Oh, and did I mention Pizza King pizzas are cut in squares and not traditional slices? Yeah, that’s also part of the charm.

Anyway, when we ordered our pie during our recent visit, the harried cashier/cook/carryout coordinator said, “It will be about eight minutes.” So we sat in one of the curiously high-walled booths and waited. Napkins are stacked on the booth’s edges, above diners’ heads. If you pump a quarter into a slot in the wall, you can watch TV while you eat. I am not making this up.

After about, oh, eight minutes, our pizza was brought out on a timeworn and heavily warped pan.

Cynthia noted that Pizza King appeared to be the perfect pizza for kids, because crust isn’t wasted. It’s also economical because a small pie starts at around $7. Plus, the smaller pieces also mean your young ones won’t get halfway through a slice, only to suddenly belch and say, “Mommy, I’m full.” Brilliant.

Oh, and it should be noted that while we stuck with the time-honored pepperoni pizza (although the double pepperoni option is always tempting), it is worth trying Pizza King’s sausage pizza.

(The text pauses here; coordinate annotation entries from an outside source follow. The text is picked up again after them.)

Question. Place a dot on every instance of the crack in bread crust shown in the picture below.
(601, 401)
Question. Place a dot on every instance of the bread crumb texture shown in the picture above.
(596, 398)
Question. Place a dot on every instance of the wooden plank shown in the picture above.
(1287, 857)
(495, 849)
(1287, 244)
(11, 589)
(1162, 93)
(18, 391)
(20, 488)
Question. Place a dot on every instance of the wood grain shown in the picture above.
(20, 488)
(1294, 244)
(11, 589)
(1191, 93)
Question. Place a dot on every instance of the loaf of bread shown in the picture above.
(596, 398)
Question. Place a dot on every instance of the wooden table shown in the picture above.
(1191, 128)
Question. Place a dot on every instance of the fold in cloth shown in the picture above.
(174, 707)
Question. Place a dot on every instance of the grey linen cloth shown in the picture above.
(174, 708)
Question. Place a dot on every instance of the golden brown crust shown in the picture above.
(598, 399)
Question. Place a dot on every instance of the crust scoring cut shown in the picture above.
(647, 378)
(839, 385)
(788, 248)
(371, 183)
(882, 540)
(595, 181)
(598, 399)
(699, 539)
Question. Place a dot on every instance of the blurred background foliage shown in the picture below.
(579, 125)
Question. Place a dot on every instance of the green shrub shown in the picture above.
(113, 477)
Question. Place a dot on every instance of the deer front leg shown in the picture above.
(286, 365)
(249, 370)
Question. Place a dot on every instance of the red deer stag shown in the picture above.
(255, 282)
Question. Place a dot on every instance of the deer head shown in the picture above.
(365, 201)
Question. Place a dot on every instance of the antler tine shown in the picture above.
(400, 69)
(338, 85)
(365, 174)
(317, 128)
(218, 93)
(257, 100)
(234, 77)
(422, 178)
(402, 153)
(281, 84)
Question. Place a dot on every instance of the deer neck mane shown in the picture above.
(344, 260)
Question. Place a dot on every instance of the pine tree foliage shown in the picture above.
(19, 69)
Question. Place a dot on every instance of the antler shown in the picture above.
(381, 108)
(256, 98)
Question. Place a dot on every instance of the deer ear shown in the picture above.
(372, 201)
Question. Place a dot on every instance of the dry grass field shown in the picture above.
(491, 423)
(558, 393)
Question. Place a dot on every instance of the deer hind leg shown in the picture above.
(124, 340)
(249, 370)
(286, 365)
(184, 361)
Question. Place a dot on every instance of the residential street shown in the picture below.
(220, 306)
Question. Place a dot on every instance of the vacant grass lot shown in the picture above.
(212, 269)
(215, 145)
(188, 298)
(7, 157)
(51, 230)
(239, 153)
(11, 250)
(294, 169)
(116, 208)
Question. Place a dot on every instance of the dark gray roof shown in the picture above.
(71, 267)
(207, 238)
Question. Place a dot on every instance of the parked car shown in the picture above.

The sausage is laced with fennel seeds, adding a unique flavor to the mix.

There’s also a more dine-in friendly Steve’s Pizza King at 3825 Charlestown Road in New Albany, which even has a toy train that — when in operation — brings drinks to your booth.

If you go and happen to see an 11-year-old boy there enjoying his first Pizza King pie — well, know that in all likelihood that kid will be me someday. (But hopefully without the neuroses.)